第177章
鄭成功驚訝地看著他,語氣裡滿是不可置信。
盧承業苦笑一聲,眼神里帶著幾分疲憊:
“不是早就計劃好,是早就留了後手。咱們誰都不想走到玉石俱焚這一步,可也不能真的坐以待斃。故意洩露李萬山的訊息,引沈獄和江彬的人去揚州,一來是為了拖延時間,讓咱們有更多準備。”

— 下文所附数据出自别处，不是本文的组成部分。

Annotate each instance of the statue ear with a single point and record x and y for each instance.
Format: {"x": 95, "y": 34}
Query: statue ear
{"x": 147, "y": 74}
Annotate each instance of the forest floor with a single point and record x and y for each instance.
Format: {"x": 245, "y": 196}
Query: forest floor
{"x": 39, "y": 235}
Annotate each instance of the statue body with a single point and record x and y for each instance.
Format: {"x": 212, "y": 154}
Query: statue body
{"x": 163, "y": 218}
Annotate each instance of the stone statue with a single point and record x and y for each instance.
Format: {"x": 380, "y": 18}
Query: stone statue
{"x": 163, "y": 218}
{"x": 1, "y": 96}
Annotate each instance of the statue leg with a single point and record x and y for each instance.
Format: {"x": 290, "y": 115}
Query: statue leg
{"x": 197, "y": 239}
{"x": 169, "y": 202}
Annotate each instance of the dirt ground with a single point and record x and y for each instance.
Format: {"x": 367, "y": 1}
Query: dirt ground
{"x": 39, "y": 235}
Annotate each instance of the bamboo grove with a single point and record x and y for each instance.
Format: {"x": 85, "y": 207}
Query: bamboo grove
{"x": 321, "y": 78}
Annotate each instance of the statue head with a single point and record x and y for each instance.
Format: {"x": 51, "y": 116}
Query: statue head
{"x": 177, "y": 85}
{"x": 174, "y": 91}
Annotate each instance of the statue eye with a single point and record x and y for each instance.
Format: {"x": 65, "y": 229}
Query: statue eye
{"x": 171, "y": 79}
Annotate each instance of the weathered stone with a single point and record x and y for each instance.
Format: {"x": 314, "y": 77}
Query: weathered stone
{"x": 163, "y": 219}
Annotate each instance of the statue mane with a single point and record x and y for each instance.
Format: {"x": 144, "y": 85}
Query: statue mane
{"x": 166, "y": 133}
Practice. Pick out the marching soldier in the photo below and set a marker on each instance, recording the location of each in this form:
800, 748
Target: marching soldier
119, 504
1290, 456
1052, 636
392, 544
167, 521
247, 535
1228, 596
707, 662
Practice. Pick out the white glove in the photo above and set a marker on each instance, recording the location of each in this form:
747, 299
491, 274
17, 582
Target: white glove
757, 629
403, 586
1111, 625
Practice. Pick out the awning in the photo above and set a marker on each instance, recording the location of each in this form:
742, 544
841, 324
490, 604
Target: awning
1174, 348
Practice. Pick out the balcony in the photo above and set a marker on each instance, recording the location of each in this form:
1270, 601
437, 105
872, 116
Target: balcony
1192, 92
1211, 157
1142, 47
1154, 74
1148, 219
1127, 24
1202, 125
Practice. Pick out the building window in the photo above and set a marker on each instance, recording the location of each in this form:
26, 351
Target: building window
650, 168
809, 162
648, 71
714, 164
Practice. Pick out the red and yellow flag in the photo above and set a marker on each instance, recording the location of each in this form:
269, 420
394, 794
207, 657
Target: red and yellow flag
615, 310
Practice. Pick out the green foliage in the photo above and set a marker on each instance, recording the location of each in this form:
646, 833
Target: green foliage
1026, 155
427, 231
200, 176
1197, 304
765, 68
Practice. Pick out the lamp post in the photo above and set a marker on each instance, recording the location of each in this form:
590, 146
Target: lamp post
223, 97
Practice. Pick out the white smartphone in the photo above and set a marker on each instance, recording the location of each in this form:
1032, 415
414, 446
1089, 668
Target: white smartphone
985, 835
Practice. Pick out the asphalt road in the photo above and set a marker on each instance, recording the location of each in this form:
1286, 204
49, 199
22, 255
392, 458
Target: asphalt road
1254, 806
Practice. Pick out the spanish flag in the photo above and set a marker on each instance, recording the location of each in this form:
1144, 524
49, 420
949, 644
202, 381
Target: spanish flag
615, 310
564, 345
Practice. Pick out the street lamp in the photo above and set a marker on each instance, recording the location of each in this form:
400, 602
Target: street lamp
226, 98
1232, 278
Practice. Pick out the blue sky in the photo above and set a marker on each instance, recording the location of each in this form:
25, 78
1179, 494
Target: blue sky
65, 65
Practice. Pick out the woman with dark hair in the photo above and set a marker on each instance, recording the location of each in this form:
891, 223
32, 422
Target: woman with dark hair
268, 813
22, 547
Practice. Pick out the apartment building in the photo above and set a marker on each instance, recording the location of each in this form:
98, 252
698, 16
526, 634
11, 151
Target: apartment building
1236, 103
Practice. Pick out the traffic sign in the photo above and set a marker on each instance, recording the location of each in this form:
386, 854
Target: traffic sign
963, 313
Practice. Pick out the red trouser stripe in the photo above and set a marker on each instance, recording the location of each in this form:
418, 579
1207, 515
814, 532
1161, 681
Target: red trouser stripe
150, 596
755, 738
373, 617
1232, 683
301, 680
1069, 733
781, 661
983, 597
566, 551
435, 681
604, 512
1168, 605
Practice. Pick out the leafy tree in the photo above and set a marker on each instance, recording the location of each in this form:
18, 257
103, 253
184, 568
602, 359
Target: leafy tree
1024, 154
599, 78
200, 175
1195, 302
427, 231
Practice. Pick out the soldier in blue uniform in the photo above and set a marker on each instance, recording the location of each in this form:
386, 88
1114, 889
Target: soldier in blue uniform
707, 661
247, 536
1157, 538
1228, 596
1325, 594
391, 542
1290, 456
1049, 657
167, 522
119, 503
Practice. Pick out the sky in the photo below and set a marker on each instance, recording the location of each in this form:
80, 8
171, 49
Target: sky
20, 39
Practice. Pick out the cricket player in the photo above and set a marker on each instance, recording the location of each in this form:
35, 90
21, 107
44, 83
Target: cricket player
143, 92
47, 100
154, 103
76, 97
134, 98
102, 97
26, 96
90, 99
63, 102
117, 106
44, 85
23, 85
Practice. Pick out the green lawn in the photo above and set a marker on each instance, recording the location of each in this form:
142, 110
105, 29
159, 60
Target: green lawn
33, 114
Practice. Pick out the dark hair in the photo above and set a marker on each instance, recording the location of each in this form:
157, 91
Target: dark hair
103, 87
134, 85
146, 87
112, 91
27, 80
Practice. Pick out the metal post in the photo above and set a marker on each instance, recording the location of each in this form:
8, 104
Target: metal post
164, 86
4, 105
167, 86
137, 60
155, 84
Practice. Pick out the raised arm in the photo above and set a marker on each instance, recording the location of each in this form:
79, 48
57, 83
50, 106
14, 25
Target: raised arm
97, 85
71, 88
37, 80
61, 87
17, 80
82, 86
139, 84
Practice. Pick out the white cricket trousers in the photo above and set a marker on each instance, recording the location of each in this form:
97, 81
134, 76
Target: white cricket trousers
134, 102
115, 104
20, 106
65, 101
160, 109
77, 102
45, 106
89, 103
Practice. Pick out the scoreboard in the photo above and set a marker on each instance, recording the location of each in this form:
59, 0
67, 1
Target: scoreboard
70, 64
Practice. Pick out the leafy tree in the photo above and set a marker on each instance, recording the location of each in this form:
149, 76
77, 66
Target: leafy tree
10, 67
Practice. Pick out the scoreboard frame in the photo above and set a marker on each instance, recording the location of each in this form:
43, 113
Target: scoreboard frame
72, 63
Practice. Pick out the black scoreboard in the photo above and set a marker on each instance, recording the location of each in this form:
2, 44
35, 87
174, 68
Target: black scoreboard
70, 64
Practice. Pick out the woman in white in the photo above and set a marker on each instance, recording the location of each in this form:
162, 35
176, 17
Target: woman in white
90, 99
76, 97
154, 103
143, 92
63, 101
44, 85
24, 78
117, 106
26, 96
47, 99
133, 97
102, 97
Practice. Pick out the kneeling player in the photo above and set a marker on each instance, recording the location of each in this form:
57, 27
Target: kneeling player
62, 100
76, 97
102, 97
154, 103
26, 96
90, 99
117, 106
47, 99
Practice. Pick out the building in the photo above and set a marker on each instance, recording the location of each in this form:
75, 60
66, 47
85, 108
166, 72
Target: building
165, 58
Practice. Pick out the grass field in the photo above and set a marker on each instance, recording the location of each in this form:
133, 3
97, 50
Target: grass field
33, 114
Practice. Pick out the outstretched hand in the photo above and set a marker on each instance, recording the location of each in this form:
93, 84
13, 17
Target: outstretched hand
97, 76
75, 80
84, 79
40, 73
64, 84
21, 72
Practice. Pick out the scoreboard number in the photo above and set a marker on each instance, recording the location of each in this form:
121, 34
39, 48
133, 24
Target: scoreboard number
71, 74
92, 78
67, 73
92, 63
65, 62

“二來,也是為了讓淮安空虛,只有淮安空虛了,咱們的計劃才能成。”
“您的意思是............”
李家當家人小心翼翼地問道,聲音裡帶著幾分緊張。
他絲毫沒有在意李萬山的下場,一個逃跑都不帶走的旁系,本來就沒幾分親情。
只怕心中還有恨意吧。
“海正。”
盧承業吐出兩個字,語氣沉重,
“海正是朝廷派來的欽差,是整個查案的關鍵。只要他出事,淮安的局勢就會徹底亂掉。到時候,嚴世蕃會猜忌江彬,江彬會提防嚴世蕃,朝堂上的徐階、高拱又會藉機發難----他們自顧不暇,自然就沒時間盯著咱們了。”
這話像一道驚雷,在房間裡炸開。
李家當家人臉色發白,聲音有些顫抖:
“可............可謀害欽差是株連九族的大罪啊!一旦失手,咱們七家都會萬劫不復!”
“失手?咱們沒有失手的餘地。”
盧家當家人深吸一口氣,目光變得異常堅定,
“咱們已經在淮安城裡安插了人手,都是些跟朝廷有血海深仇的兄弟,他們早就準備好了,只要沈獄和江彬的人回不來,淮安城裡沒人能護得住海正,這一步,咱們必須走,也只能走。”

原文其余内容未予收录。